7. § 18 wird wie folgt geändert: 21

a) Absatz 3 wird wie folgt gefasst:

alt neu
(3) Standsicherheitsnachweise von Vorhaben nach den Absätzen 1 und 2 müssen verfasst sein
  1. von einem Bauingenieur mit einer Berufserfahrung auf dem Gebiet der Baustatik von mindestens fünf Jahren oder
  2. von einer Person, die in den letzten fünf Jahren vor dem 31. Mai 1985 hauptberuflich auf dem Gebiet der Baustatik ohne wesentliche Beanstandungen Standsicherheitsnachweise verfasst hat, wenn ihr eine Bestätigung darüber von der höheren Baurechtsbehörde ausgestellt und diese Bestätigung bis zum 31. Mai 1986 beantragt worden ist.
"(3) Standsicherheitsnachweise von Vorhaben nach den Absätzen 1 und 2 müssen von einer Person verfasst sein, die in die von der Ingenieurkammer Baden-Württemberg geführte Liste nachweisberechtigter Personen im Bereich der Standsicherheit eingetragen ist; Eintragungen anderer Länder gelten auch im Land Baden-Württemberg."

b) Nach Absatz 3 wird folgender Absatz 4 eingefügt:

"(4) In die Liste nachweisberechtigter Personen im Bereich der Standsicherheit ist auf Antrag von der Ingenieurkammer Baden-Württemberg einzutragen, wer

  1. einen berufsqualifizierenden Hochschulabschluss eines Studiums der Fachrichtung Hochbau nach Artikel 49 Absatz 1 der Richtlinie 2005/36/EG des Europäischen Parlaments und des Rates vom 7. September 2005 über die Anerkennung von Berufsqualifikationen (ABl.

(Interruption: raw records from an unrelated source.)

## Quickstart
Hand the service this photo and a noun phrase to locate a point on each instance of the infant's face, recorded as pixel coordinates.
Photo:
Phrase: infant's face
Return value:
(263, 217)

L 255 vom 30.09.2005 S. 22, zuletzt ber. ABl. L 305 vom 24.10.2014 S. 115), die zuletzt durch Delegierten Beschluss (EU) Nr. 2020/548 vom 23. Januar 2020 (ABl. L 131 vom 24.04.2020 S. 1) geändert worden ist, oder des Bauingenieurwesens nachweist und danach mindestens drei Jahre auf dem Gebiet der Tragwerksplanung innerhalb der letzten sechs Jahre vor Antrag auf Eintragung praktisch tätig gewesen ist,
  2. Prüfingenieurin oder Prüfingenieur nach §§ 1 oder 14 der Bauprüfverordnung ist,
  3. Bauingenieurin oder Bauingenieur mit einer vor dem 1. Februar 2022 erworbenen Berufserfahrung auf dem Gebiet der Baustatik von mindestens fünf Jahren ist oder
  4. in den letzten fünf Jahren vor dem 31. Mai 1985 hauptberuflich auf dem Gebiet der Baustatik ohne wesentliche Beanstandungen Standsicherheitsnachweise verfasst hat und eine Bestätigung darüber von der höheren Baurechtsbehörde ausgestellt und diese Bestätigung bis zum 31. Mai 1986 beantragt worden ist.

§ 43 Absatz 6 Satz 2 bis 7 sowie Absatz 7 bis 9 der Landesbauordnung für Baden-Württemberg finden entsprechende Anwendung."

c) Die bisherigen Absätze 4 bis 6 werden die Absätze 5 bis 7.

d) Im neuen Absatz 6 Satz 1 wird die Angabe "bis 4" durch die Angabe "bis 5" ersetzt."

8. In § 20 werden die Wörter "baulichen Anlagen, die keine Gebäude sind," durch die Wörter "Gebäuden nach § 5 Absatz 1 Satz 2" ersetzt.

9. § 22 wird wie folgt geändert:

a) In der Überschrift wird nach dem Wort "Inkrafttreten" das Wort ", Übergangsvorschrift" eingefügt.

b) Der bisherige Wortlaut wird Absatz 1.

c) Folgender Absatz 2 wird angefügt:

"(2) Die vor dem Inkrafttreten von Änderungen zu dieser Verordnung eingeleiteten Verfahren bei den Baurechtsbehörden sind nach den bisherigen Vorschriften weiterzuführen. Auf Antrag des Bauherrn sind die neuen Vorschriften anzuwenden."

10. In der Überschrift der Anlage wird die Angabe "(zu § 18 Abs. 5)" durch die Angabe "(zu § 18 Absatz 6)" ersetzt.

11. Die Inhaltsübersicht ist entsprechend anzupassen.

Artikel 2 21

Artikel 1 Nummer 5 Buchstabe b, Nummer 7 und 10 dieser Verordnung treten am 1. Februar 2022 in Kraft. Im Übrigen tritt diese Verordnung am ersten Tag des zweiten auf die Verkündung folgenden Monats in Kraft.